The term Grexit, a Greek exit of the EU, was coined in 2012. Greece’s problems are not unexpected and the possibility of a Grexit is not new. Although the massive debt restructuring and write-offs that will be necessary to avoid such a scenario will not set a good precedent for other indebted members of the EU, they will be necessary to maintain the integrity of the union.
What does this Mean for Canada?
Despite the political drama, the situation in Greece will not have a large impact on Canada’s economy. They are not a major trading partner and Canadians do not have much invested in Greece. The bank of Nova Scotia held about $330 million in Greek corporate debt and besides that Canada has virtually zero exposure to Greek debt – sovereign, personal or corporate. Greece doesn’t even represent 2% of Europe’s economy. The reality is that there are much larger global issues on the economic horizon, such as a dramatic slowdown in China and shaky recovery in the United States. The immediate economic repercussions of a default, Grexit or no Grexit, will not be severe, especially for Canada.
What we are mostly dealing with is uncertainty, which markets do not like. However, the markets have reacted quite modestly to the situation. In fact, the Euro has gotten stronger versus the Loonie over the last month. The price of gold has not rallied despite line-ups at ATMs and limits on available cash. The European Stock Market (STOXX 50) is down over 5% in the past month, but still in the black year-to-date. Clearly, investors are not expecting much global economic upheaval.
According to Lipper data, net flows into oversea stock funds were $600 million for the week ending June 24th. Flows into European equity funds are over $70 billion this year and flows into Greek funds actually hit a 4 month high on June 25th. Why? Most investors realize a last minute deal will be reached.

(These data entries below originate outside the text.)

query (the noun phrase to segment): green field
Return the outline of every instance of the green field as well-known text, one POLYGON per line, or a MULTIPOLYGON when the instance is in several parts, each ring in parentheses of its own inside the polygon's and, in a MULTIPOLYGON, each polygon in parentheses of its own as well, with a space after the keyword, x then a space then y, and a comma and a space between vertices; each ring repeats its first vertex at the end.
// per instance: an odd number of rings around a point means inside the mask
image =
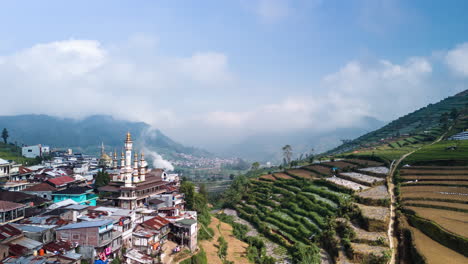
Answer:
POLYGON ((404 163, 422 161, 461 161, 468 164, 468 140, 446 140, 427 145, 408 156, 404 163), (451 149, 455 147, 455 149, 451 149))
POLYGON ((19 164, 33 165, 36 162, 35 159, 28 159, 21 156, 21 148, 13 144, 0 143, 0 158, 4 160, 13 160, 19 164))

Until that deal is reached, uncertainty will drive international flows of money. When this happens, investors seek safety in credit markets like government bonds in stable countries. This increases the supply of available money and drives interest rates down. Canadian credit markets have become an international safe haven for investors. The situation in Greece will fuel this trend. 2015 has seen the largest foreign inflow of money into Canadian Government bonds ever, nearly $30 billion. This will keep rates low here and could mean that Canadians will have access to cheap mortgages for a little longer.